Adult neurogenesis is dysregulated in neurological disorders, including depression. Adult neural stem cells (NSCs) are close to the vasculature and the cerebrospinal fluid, placing them in an ideal position to receive extrinsic signals and transmit these cues to the neurogenic niche. Herein, we aimed to explore how different systemic cues influence the regenerative properties of NSC secretome on recipient differentiating cells and microglia, key neurogenic components. To mimic signals that NSCs may sense in pathological conditions, we used the secretome of oxidative damaged cells (acute oxidative damage), and the serum from depressed mice (depression-associated chronic signals). Alternatively, NSCs were conditioned with different mitochondrial metabolic regulators to mimic a pro-metabolic NSC environment.
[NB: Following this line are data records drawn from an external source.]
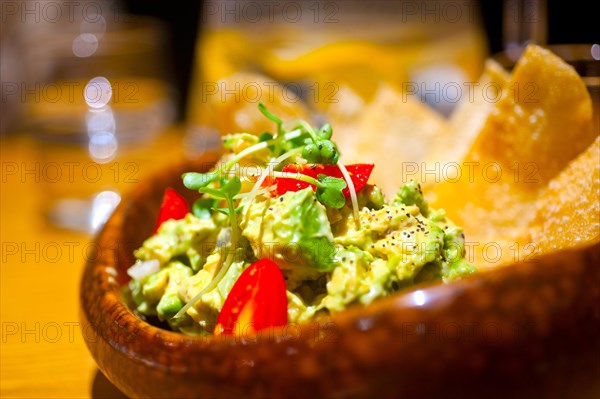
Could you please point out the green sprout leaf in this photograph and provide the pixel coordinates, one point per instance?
(202, 208)
(329, 191)
(263, 109)
(195, 181)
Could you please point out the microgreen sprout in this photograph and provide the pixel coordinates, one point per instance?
(329, 189)
(227, 190)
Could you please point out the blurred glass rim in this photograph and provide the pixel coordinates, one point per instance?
(582, 56)
(126, 31)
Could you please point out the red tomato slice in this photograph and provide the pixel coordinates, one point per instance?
(173, 206)
(257, 300)
(359, 173)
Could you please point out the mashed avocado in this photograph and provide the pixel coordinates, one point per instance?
(334, 250)
(328, 263)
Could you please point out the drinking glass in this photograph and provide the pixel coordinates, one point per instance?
(96, 91)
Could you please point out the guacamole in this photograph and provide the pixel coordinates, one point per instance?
(337, 241)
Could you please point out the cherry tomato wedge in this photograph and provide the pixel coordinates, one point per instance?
(359, 173)
(173, 206)
(257, 300)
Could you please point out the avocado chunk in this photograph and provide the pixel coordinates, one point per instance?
(157, 294)
(294, 232)
(190, 239)
(411, 194)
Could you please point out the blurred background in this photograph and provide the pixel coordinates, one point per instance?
(94, 84)
(97, 95)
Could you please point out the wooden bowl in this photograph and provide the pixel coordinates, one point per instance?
(528, 330)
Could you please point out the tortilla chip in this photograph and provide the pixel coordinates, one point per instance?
(467, 120)
(568, 211)
(395, 131)
(542, 120)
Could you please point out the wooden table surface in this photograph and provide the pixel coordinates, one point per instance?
(43, 354)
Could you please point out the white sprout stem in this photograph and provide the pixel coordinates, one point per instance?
(352, 190)
(269, 169)
(209, 287)
(249, 194)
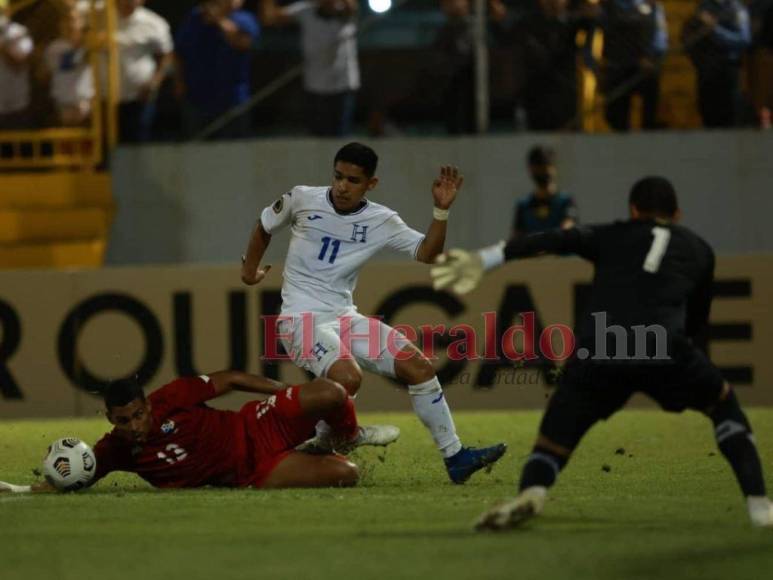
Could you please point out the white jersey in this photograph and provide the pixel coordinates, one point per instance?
(328, 249)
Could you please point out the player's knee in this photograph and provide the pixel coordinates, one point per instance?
(332, 394)
(415, 370)
(348, 376)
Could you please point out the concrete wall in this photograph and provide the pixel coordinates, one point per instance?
(197, 203)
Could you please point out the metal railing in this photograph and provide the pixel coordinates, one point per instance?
(85, 147)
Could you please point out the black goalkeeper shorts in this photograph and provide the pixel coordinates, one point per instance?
(589, 391)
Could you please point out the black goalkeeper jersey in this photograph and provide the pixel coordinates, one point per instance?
(646, 273)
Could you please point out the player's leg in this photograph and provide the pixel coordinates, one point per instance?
(572, 410)
(695, 383)
(399, 358)
(429, 403)
(735, 440)
(298, 469)
(346, 372)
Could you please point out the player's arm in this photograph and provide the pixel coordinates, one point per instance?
(252, 273)
(699, 306)
(462, 270)
(226, 381)
(272, 218)
(444, 191)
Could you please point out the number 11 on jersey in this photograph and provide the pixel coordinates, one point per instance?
(327, 241)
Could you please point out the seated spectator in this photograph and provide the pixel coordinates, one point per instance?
(331, 70)
(145, 53)
(546, 207)
(635, 40)
(715, 39)
(69, 71)
(213, 65)
(15, 50)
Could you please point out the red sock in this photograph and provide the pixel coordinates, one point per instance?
(343, 421)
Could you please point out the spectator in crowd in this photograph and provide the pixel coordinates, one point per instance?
(15, 51)
(331, 70)
(716, 38)
(635, 40)
(455, 46)
(762, 62)
(546, 207)
(145, 54)
(69, 71)
(545, 62)
(212, 47)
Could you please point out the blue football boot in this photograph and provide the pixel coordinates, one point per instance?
(469, 460)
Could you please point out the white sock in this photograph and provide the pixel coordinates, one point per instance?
(431, 407)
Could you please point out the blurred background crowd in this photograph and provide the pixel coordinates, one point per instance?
(250, 68)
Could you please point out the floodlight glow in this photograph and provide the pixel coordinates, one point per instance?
(380, 6)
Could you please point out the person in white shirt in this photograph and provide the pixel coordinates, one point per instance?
(70, 72)
(15, 51)
(335, 231)
(331, 70)
(145, 55)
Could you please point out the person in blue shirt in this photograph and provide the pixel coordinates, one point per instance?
(212, 47)
(715, 38)
(547, 207)
(635, 40)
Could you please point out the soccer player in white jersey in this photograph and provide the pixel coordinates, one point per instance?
(335, 231)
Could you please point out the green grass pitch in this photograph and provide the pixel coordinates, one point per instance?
(665, 507)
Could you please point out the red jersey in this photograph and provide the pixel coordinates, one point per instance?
(189, 445)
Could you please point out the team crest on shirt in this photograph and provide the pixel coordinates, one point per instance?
(359, 233)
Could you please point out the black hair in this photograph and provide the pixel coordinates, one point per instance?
(359, 155)
(541, 155)
(122, 392)
(654, 196)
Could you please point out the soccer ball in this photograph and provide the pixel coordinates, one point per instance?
(69, 465)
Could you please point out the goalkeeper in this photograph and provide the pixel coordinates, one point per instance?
(652, 284)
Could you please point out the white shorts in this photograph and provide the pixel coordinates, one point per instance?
(315, 342)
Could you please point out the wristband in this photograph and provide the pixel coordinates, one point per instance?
(492, 256)
(440, 215)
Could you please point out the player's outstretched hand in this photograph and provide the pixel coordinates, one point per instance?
(252, 277)
(446, 186)
(459, 269)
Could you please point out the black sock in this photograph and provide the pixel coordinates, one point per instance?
(542, 468)
(736, 442)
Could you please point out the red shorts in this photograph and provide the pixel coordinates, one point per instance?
(275, 428)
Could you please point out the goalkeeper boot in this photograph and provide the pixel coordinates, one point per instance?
(513, 513)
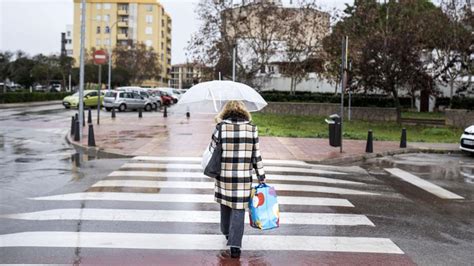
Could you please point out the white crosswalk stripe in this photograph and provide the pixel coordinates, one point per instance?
(271, 177)
(145, 172)
(197, 242)
(269, 169)
(190, 198)
(184, 216)
(209, 185)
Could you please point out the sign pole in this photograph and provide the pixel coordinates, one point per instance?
(98, 92)
(81, 69)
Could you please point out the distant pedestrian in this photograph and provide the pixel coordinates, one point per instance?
(240, 155)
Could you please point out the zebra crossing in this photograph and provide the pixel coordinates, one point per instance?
(179, 181)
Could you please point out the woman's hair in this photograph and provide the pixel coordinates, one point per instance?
(234, 109)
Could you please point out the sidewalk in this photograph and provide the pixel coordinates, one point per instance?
(154, 135)
(28, 104)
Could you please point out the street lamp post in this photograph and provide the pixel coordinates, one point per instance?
(110, 56)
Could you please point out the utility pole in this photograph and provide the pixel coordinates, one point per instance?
(345, 44)
(81, 71)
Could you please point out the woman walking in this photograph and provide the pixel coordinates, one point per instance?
(240, 155)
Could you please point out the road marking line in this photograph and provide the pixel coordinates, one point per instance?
(197, 242)
(184, 216)
(210, 185)
(423, 184)
(198, 167)
(190, 198)
(197, 160)
(270, 177)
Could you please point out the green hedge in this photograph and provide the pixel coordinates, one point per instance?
(462, 103)
(356, 99)
(21, 97)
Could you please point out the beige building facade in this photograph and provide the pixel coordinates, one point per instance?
(110, 23)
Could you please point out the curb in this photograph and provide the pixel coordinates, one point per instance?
(30, 104)
(98, 152)
(94, 151)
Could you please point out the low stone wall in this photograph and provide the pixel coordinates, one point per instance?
(459, 117)
(326, 109)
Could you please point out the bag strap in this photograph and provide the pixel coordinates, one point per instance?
(220, 135)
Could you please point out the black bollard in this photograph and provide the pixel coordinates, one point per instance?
(403, 140)
(73, 123)
(369, 148)
(91, 138)
(89, 117)
(76, 131)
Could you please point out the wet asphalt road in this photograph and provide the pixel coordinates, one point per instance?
(36, 161)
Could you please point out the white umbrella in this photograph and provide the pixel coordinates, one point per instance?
(210, 97)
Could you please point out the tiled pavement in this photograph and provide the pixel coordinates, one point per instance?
(176, 135)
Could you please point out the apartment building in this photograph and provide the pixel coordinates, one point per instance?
(184, 76)
(110, 23)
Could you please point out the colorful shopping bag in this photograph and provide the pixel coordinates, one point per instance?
(263, 208)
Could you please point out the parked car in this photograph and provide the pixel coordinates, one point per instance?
(90, 99)
(144, 92)
(467, 140)
(126, 100)
(171, 93)
(165, 98)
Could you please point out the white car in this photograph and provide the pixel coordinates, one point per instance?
(467, 140)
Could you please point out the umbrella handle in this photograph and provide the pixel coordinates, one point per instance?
(213, 101)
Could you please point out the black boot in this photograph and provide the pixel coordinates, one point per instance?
(234, 252)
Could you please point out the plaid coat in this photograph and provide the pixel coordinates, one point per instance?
(240, 155)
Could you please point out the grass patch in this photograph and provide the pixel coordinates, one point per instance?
(315, 127)
(421, 115)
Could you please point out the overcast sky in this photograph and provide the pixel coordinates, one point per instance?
(35, 26)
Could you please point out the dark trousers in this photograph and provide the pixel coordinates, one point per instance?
(232, 225)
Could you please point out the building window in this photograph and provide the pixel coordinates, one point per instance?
(148, 30)
(149, 19)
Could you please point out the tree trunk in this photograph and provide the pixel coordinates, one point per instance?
(451, 88)
(397, 105)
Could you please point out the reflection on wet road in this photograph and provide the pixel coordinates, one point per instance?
(34, 155)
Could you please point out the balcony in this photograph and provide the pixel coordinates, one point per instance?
(122, 37)
(122, 24)
(123, 12)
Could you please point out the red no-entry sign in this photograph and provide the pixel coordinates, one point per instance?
(100, 57)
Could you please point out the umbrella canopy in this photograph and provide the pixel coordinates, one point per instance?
(211, 96)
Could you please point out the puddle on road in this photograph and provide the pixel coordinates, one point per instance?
(445, 167)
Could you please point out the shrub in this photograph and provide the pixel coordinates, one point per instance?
(21, 97)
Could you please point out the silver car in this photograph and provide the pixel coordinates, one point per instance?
(123, 100)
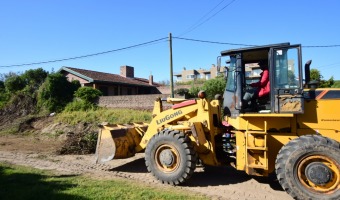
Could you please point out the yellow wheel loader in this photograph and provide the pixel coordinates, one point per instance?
(293, 131)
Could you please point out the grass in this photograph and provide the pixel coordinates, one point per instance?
(17, 182)
(114, 116)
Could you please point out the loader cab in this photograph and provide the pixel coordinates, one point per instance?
(285, 77)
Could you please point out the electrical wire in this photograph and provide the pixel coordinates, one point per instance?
(198, 21)
(150, 43)
(212, 42)
(88, 55)
(200, 24)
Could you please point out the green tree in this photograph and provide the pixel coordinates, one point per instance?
(35, 77)
(315, 75)
(2, 86)
(14, 84)
(214, 86)
(336, 84)
(56, 92)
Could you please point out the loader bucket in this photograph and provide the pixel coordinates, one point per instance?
(118, 140)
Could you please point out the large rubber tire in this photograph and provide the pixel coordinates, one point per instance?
(170, 157)
(308, 167)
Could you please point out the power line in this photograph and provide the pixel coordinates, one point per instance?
(322, 46)
(88, 55)
(212, 42)
(195, 24)
(200, 24)
(151, 43)
(253, 45)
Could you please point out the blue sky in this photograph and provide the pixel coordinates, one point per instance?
(44, 30)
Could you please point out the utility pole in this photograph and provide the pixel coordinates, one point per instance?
(171, 72)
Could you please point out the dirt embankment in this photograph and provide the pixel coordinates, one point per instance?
(69, 150)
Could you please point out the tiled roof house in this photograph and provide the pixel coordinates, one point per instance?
(112, 84)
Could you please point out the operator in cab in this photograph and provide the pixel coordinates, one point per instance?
(259, 89)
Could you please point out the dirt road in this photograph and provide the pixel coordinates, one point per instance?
(217, 183)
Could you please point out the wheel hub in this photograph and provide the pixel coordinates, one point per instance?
(166, 157)
(318, 173)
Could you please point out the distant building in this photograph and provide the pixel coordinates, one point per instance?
(112, 84)
(194, 74)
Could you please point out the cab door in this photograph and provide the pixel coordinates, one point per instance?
(286, 79)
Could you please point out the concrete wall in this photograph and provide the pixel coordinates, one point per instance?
(144, 102)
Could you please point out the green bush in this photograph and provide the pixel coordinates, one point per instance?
(56, 92)
(15, 83)
(34, 77)
(80, 105)
(214, 86)
(87, 94)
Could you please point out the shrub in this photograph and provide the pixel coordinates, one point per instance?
(34, 77)
(56, 92)
(15, 83)
(214, 86)
(80, 105)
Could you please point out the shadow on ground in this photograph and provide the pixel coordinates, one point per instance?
(23, 185)
(210, 176)
(136, 166)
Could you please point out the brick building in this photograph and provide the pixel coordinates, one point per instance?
(112, 84)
Results showed that both injury and metabolic stimuli triggered the increase of NSC proliferation and mitochondrial fragmentation, along with the delivery of a neuroprotective secretome toward injured recipient cells. However, premature differentiation was only observed in NSCs sensing depression-associated chronic signals. The secretome from metabolic-stimulated NSCs favored neurogenesis of target cells, being enriched in regenerative metabolites. Depression-associated signals promoted a NSC secretome with reduced regenerative metabolites and microRNAs that repressed microglial phagocytosis and differentiation in target NSCs. At last, the reduction of oxidative phosphorylation-related proteins in the neurogenic niche of depressed mice was rescued by physical exercise. Our data indicate a central role of external metabolic and injury signals in regulating the neurogenic niche through NSC paracrine activity, unveiling distinct NSC regenerative responses upon transient acute and chronic injuries, and new cues for physical exercise-induced alleviation of depression.